Athens News
- Type: Weekly newspaper
- Format: Tabloid
- Owner: Myenpi Publishing
- Editor: Ioanna Papadimitropoulou
- Founded: 1952
- Ceased publication: 2012
- Headquarters: Athens, Greece

= Athens News =

English-language Greek newspaper

Athens News was an English-language newspaper published in Greece. The paper had regular sections covering aspects of Greek news such as politics, social issues, business, arts & entertainment and sports, as well as international news. Features included analysis of domestic and foreign affairs by leading academics and experts, humour columns and reader contributions. During the dictatorship, Athens News was a leading voice against the junta, and its publisher Yannis Horn was jailed and threatened by the dictators.

==History==
Athens News was founded by Yannis Horn, brother of Dimitris Horn, and first appeared on 29 January 1952. It closed down permanently in March 2013, after a long period of economic problems, making it a victim of the Greek crisis.

In 1993, Athens News was redesigned and revamped when it was acquired by the Lambrakis Foundation, a non-profit research centre specialising in education. As such, it formed part of the Lambrakis Press Group.

It was the first Greek newspaper to be published on the internet - an online edition appeared in 1995.

In 2001, after 49 years as a daily, the Athens News became a weekly, appearing on Fridays.

In October 2008, the paper was acquired by Myenpi Publishing.

===History against the dictatorship===

The 1973 Chinese edition of Athens News mocking the political situation in Greece during the Papadopoulos dictatorship.

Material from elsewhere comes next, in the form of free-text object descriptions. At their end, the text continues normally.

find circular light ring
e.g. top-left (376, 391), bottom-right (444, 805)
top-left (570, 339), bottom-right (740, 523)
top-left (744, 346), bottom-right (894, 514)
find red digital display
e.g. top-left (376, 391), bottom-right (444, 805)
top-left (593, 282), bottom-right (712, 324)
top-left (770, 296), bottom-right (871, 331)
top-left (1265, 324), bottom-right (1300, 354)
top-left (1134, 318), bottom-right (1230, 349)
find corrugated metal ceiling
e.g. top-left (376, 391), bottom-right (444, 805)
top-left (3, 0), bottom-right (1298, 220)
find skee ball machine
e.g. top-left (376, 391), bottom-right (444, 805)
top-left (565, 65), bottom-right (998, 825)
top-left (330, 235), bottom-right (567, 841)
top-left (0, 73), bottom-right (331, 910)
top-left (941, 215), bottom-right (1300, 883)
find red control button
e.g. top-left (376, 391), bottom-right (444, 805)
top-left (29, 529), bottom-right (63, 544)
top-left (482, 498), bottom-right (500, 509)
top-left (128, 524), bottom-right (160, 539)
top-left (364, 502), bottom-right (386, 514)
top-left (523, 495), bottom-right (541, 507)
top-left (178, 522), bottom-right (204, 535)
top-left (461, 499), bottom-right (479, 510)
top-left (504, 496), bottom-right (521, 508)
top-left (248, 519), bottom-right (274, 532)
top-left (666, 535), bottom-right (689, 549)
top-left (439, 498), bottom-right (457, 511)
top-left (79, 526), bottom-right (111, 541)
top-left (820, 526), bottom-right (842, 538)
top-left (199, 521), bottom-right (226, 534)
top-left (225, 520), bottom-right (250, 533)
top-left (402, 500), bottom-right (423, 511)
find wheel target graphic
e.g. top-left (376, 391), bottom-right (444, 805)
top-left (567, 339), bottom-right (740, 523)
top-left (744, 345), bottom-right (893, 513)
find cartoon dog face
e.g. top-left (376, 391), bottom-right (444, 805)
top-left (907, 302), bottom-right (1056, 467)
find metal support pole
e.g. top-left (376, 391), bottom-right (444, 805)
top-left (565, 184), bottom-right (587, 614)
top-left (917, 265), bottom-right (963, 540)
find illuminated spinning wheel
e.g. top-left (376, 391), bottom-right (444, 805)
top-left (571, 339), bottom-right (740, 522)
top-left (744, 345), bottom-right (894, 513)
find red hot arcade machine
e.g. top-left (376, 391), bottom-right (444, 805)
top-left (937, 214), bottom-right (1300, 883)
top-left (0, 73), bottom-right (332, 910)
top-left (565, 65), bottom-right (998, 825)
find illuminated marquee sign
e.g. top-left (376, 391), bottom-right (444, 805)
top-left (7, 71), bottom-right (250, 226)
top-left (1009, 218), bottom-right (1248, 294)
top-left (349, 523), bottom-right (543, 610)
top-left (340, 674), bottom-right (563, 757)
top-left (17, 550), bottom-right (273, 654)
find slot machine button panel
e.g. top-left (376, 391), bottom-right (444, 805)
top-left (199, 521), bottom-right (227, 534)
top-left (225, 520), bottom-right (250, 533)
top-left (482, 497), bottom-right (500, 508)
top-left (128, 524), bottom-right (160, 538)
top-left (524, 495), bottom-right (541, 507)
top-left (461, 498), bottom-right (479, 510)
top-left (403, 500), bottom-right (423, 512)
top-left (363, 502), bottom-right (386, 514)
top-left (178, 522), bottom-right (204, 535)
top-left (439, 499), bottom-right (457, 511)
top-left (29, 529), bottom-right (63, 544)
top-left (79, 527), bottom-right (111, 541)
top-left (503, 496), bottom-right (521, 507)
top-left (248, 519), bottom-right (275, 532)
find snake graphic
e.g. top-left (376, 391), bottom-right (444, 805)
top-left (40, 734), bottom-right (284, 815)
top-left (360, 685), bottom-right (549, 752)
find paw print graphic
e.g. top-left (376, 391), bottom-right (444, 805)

The editor changed his Greek name "Yannis Horn" to its pseudo-Chinese version "Ya – nih orn", and it is visible on the page.

In October 1971, Athens News publisher Yannis Horn was arrested and jailed for writing an article against the junta after a visit to Athens by US vice-president Spiro Agnew. The title of the article was "Βόμβες και επιστρατευμένοι μαθητές υποδέχονται τον Άγκνιου" (Bombs and recruited students greet Agnew).

In 1973, Horn published an article under the title "Η πολιτική κατάσταση στην Ελλάδα σήμερα" (The political situation in Greece today). The article was written in Chinese. Horn did not speak Chinese, but he copied a random article from a Chinese newspaper that he had seen that day, and he changed his Greek name "Yannis Horn" to its pseudo-Chinese version "Ya – nih orn". He was arrested for the publication of the article, and was told by a junta official that if he were ever to be caught again [by the junta official] he would be converted to soap. Yannis Horn did not know the meaning of the Chinese text that he put on the front cover of his newspaper, so he went to a Chinese restaurant in Athens and asked the owner to translate it for him. The owner, however, was a Chinese-American and told Horn that he did not understand Chinese. It was later that Horn found out that the text was not from mainland China, but from a nationalist newspaper published in Taiwan.

In April 1973, Athens News, along with Bradini, and Thessaloniki, were the only newspapers in Greece to publish comments by Konstantinos Karamanlis criticising the dictatorship. The editions of all three newspapers were confiscated by the dictators.

==Reception==
Athens News has been described as "The main English-language newspaper, available in most resorts, is the Athens News, in colour with good features and Balkan news, plus entertainment and arts listings.". It has also been described as a "historic newspaper", and as "having written its own history [in the annals] of the Greek Press".

Rough Guides writes: "The online edition of the Athens News, Greece's longest-running, quality English-language newspaper with the city's top shows."

The book Transitions mentions that "Greece and the Mediterranean English-language newspapers such as The Athens News and The Portugal News may be helpful sources of job vacancies." Athens News is also cited in academic publications and books.

==Journalists and articles==
Articles and the journalists who wrote them for Athens News include:
- "The real unsung heroes" by Reuters correspondent Nick Michaelian.

- "All was not what it seemed in early junta days" by Australian journalist David Glass.
- "A long, happy summer night 30 years ago" by then The Times correspondent in Athens Mario Modiano.
- "The colonels' coup and the cult of the kitsch" by Diane Shugart.
- "Past present" by senior Greek journalist Dimitris Yannopoulos.

- "The boy who braved the tanks" by Albert Coerant, Belgian and Dutch TV correspondent in Greece during the junta.

==Editors==
- Yannis Horn (1952–1993)
- Nikiforos Antonopoulos (1993–1994)
- Ramolo Gandolfo (1994–2000)
- John Psaropoulos (2000–2009)
- Ioanna Papadimitropoulou (2009–present)

==Cessation of print and websites==
Since November 2012, Athens News has ceased operating, both the print edition and the website.

The blog for Athens News was declared defunct on 26 December 2010, but had evidently been defunct since some time in 2009. As of April 2013 the website still existed, but simply displayed a logo for the newspaper (and was apparently otherwise defunct, but not vacant).